Politie luistert steeds vaker af in woningen
7 sep 06
De politie luistert steeds vaker gedurende lange tijd woningen en gevangenissen af. Dat zegt hoofdofficier van het Landelijk Parket Bart Nieuwenhuizen.
Uit cijfers die NOVA verzamelde blijkt dat de interne toetsingscommissie van het Openbaar Ministerie vorig
jaar 38 verzoeken om te mogen afluisteren heeft behandeld. In het jaar 2000 ging het nog om 8 adviezen.

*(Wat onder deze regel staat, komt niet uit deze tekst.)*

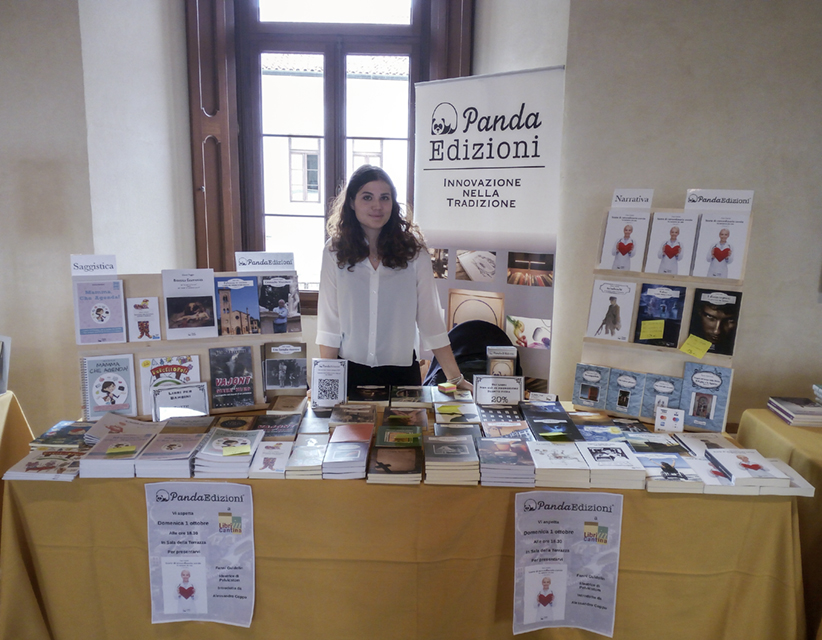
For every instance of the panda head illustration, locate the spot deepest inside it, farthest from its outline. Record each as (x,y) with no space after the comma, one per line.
(444,119)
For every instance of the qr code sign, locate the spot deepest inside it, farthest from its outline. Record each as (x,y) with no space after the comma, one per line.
(328,389)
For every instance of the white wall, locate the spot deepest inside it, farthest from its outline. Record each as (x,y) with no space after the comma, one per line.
(672,95)
(95,158)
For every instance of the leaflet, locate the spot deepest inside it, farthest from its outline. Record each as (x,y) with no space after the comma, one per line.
(566,560)
(201,552)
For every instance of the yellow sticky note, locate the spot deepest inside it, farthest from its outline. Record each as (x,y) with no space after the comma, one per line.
(120,449)
(240,450)
(695,346)
(651,329)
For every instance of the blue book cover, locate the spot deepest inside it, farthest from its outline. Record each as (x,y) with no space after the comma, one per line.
(625,390)
(705,393)
(660,391)
(659,303)
(591,386)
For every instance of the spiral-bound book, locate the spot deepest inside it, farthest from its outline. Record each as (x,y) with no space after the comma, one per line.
(107,384)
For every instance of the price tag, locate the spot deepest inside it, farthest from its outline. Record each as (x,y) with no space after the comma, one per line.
(120,449)
(240,450)
(695,346)
(669,420)
(498,389)
(652,329)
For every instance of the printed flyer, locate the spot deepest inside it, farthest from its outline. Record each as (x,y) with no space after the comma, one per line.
(566,560)
(201,552)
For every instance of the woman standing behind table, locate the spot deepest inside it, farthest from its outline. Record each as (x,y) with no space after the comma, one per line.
(377,287)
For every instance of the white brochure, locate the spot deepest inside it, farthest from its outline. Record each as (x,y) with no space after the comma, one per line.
(201,552)
(566,560)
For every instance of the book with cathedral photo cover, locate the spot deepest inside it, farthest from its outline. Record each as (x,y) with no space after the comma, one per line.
(232,377)
(659,315)
(625,390)
(714,317)
(612,310)
(238,309)
(705,393)
(279,303)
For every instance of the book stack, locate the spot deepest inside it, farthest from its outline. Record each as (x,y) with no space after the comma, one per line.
(505,463)
(65,435)
(50,464)
(168,455)
(346,455)
(113,456)
(670,473)
(747,467)
(396,457)
(613,465)
(112,424)
(226,453)
(716,482)
(270,460)
(559,464)
(352,414)
(279,428)
(549,422)
(306,462)
(451,460)
(797,412)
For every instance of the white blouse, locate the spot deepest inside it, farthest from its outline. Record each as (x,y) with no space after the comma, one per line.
(372,315)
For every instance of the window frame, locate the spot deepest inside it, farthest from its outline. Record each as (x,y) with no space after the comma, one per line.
(226,164)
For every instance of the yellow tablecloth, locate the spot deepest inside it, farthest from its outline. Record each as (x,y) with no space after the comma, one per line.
(801,447)
(345,560)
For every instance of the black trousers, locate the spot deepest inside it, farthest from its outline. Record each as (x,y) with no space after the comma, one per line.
(359,374)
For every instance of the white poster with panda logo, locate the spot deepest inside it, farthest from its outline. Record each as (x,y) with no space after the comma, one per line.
(487,201)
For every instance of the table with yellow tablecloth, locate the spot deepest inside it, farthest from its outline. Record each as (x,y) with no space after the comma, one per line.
(347,560)
(801,447)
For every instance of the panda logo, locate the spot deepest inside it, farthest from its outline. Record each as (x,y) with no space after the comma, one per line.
(444,119)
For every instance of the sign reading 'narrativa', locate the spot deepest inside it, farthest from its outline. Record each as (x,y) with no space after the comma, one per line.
(488,153)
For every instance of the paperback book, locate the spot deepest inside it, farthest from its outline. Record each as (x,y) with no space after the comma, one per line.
(714,317)
(166,371)
(232,378)
(99,314)
(279,303)
(612,308)
(625,389)
(705,393)
(660,391)
(671,243)
(189,299)
(626,232)
(747,467)
(659,315)
(238,309)
(143,319)
(107,383)
(270,460)
(285,367)
(721,245)
(670,473)
(591,386)
(395,466)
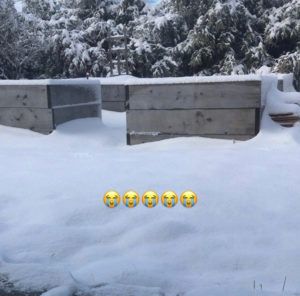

Vanaf februari 2000 mag de politie in het geheim microfoons in woningen en in bezoekersruimten van
penitentiaire inrichtingen plaatsen, om daarmee 24 uur per dag een verdachte van bijvoorbeeld moord,
afpersing of terrorisme af te luisteren. Dat mag alleen als het college van procureurs-generaal dat heeft
goedgekeurd, op basis van een advies van de Centrale Toetsingscommissie (CTC). Daarna moet de
rechter-commissaris het afluisteren nog goedkeuren.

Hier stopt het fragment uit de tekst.